Despite the jump in spend, I am still seeing a lot of room for improvement on the creative and tactic side, here are three ways to rethink your CTV campaigns to maximize performance and ROI:
1. Your targeting is too broad.
Linear TV buyers love to purchase ad inventory via upfronts and through high level data points such as demographics. This makes sense due to the limitations of the environment, however I am seeing a lot of CTV agencies mimicking the same strategy and ignoring the power of programmatic television.
CTV audiences exist for pharma, leverage them! If you represent a Type 2 Diabetes drug, don’t just target adults ages 45-64, target adults ages 45-64 that have recently engaged with content relating to Type 2 Diabetes. This is a much more informed and targeted approach that will yield better results for your brand.

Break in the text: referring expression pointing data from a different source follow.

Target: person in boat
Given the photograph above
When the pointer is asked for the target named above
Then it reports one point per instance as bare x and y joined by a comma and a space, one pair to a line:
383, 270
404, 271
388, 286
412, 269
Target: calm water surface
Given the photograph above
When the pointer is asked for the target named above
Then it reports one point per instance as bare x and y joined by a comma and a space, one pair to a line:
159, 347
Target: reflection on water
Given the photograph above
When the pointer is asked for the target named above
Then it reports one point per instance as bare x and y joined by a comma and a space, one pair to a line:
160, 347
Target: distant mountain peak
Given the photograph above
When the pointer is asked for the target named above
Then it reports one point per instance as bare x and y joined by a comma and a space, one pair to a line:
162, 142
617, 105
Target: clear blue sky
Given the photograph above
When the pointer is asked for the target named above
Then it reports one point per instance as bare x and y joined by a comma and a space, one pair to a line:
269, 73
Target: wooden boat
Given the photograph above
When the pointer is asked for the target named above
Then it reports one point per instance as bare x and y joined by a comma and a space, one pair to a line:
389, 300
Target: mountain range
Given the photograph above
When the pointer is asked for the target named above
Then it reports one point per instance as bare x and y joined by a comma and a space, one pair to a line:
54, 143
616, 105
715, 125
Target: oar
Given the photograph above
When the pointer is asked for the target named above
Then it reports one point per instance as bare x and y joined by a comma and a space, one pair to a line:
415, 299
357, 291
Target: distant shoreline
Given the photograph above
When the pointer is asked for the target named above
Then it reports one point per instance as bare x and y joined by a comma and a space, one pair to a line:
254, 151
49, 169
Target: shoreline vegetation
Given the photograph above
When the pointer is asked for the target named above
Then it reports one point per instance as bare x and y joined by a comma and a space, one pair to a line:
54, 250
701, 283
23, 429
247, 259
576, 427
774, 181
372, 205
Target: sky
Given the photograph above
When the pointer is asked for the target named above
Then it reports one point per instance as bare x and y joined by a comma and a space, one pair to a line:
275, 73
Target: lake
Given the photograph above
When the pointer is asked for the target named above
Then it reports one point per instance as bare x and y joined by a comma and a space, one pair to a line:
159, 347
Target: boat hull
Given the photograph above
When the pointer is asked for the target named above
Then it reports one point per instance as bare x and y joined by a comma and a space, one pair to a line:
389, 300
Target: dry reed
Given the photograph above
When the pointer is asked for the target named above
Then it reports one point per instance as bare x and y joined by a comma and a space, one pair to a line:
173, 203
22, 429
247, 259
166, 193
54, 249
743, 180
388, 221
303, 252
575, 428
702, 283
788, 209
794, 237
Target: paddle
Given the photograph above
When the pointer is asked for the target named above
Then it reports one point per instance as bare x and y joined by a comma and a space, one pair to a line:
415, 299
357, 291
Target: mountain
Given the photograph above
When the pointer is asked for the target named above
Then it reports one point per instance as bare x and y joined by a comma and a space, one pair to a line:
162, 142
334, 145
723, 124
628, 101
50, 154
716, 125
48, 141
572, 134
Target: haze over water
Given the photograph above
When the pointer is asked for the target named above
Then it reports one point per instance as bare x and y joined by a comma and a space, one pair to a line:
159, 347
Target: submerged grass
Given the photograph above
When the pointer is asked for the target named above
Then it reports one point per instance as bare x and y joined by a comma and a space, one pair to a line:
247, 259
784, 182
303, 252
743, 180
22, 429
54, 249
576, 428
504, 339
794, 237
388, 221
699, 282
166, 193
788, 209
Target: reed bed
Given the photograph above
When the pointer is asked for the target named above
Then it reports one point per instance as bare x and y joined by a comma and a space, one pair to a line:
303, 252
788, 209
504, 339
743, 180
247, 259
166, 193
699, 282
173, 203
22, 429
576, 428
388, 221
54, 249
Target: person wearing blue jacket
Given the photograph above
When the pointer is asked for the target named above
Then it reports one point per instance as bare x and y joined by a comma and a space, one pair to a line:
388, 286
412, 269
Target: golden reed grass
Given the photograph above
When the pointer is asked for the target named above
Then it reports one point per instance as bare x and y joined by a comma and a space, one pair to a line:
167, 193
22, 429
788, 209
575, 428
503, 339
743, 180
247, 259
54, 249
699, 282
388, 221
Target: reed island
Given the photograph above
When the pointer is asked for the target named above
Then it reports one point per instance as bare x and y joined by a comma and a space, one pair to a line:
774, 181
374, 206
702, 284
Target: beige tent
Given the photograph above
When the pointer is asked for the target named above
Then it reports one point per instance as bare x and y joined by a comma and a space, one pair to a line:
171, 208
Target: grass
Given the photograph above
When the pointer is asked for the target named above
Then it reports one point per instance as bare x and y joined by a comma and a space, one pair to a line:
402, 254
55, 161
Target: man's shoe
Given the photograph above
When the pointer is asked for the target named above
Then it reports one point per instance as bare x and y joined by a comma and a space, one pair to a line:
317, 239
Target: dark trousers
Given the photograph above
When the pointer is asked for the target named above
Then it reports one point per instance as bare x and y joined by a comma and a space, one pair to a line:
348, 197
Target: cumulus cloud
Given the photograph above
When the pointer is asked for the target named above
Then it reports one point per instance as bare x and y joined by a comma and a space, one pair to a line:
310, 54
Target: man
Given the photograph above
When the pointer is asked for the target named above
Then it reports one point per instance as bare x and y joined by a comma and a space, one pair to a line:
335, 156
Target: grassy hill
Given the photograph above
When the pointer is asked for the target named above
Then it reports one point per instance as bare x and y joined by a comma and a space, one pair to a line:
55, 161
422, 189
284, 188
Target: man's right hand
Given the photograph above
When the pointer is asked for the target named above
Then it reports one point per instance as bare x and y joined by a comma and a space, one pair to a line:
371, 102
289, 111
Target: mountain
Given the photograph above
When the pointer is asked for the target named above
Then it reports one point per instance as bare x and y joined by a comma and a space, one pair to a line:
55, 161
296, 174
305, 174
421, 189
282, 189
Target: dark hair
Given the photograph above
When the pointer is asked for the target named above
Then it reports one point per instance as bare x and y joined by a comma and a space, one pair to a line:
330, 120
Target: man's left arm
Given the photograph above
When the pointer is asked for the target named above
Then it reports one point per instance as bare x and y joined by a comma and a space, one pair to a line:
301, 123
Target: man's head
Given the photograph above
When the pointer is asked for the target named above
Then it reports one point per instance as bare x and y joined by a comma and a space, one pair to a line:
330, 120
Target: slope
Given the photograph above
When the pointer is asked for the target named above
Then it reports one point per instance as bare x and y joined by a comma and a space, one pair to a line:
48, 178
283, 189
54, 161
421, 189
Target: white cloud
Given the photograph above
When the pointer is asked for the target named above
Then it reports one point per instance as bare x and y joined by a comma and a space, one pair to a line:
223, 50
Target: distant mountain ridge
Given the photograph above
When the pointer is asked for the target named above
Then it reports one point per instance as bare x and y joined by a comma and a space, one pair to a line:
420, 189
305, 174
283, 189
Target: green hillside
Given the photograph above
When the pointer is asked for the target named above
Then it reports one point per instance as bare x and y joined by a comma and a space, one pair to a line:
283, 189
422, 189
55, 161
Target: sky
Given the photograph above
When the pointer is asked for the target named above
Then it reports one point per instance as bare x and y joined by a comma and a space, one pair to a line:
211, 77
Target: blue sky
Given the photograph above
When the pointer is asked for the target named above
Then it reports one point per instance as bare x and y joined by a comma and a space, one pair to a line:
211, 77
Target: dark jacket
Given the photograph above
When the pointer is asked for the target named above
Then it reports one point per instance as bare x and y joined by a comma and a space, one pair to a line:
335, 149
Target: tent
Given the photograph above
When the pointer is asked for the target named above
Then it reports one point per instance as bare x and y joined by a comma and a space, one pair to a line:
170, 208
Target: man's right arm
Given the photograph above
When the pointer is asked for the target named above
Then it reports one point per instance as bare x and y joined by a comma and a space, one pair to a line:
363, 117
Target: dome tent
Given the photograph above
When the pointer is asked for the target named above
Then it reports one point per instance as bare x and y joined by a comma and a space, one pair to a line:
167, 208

If scale is a concern, start targeting relevant comorbidities. For example, 73% of Diabetics also suffer from Hypertension, that’s an easy audience segment to add to your campaign.
2. No call-to-action to engage the user.
I’ve heard countless times how CTV is not great for Direct Response campaigns because CTV is not clickable. Just because there are no clicks doesn’t mean we can’t still engage the user.
You know when your favorite podcast host will have you go to brandwebsite.com and input code “Podcast Name” at checkout? Try something similar with CTV. Have your creative showcase a unique URL, a unique phone number, or anything for the user to engage with. You can add a QR code to scan for a coupon, to book an appointment, or even geo-locate to the closest relevant NPI to the user. Create an incentive and make it easy for the relevant customer to learn more about your brand.
3. Kill the 90s creative.
I know you’ve heard this before, but creatives longer than 15 seconds are killer for our attention spans. I have a lot of passions, but you’d be hard pressed to find a 90s creative on any topic that would keep my interest for the entire time. If your brand has captured my attention in the first few seconds you may keep it for another few seconds but my phone is already in my hand and apps like Twitter, Instagram, and TikTok are just begging for me to open them to find out what’s the latest on my timeline. Speaking of TikTok, their ads are 6 seconds.
Pharma ads tend to be longer due to the Important Safety Information (ISI) associated with the specific drugs but there are ways to stop ISI from killing your creative. Scrolling ISI is helpful in cutting ad length, or if you really want an engaged user include an “ad extender” at the end of your ad.
Not only are the shorter creatives more engaging and likely to be watched in full but it also means you will have more scale.
CTV apps have “ad pods”, generally an ad pod is not longer than 90s so if you have a 90s ad that means you’ll need to pay a hefty premium (generally 1x CPM for every 30 seconds) to purchase the whole ad pod, not very efficient. There are better solutions that will make your client happier.
These are just some of the ways that I am seeing pharma campaigns failing but enough is enough, the budgets are expanding and the way we think about television should expand along with it.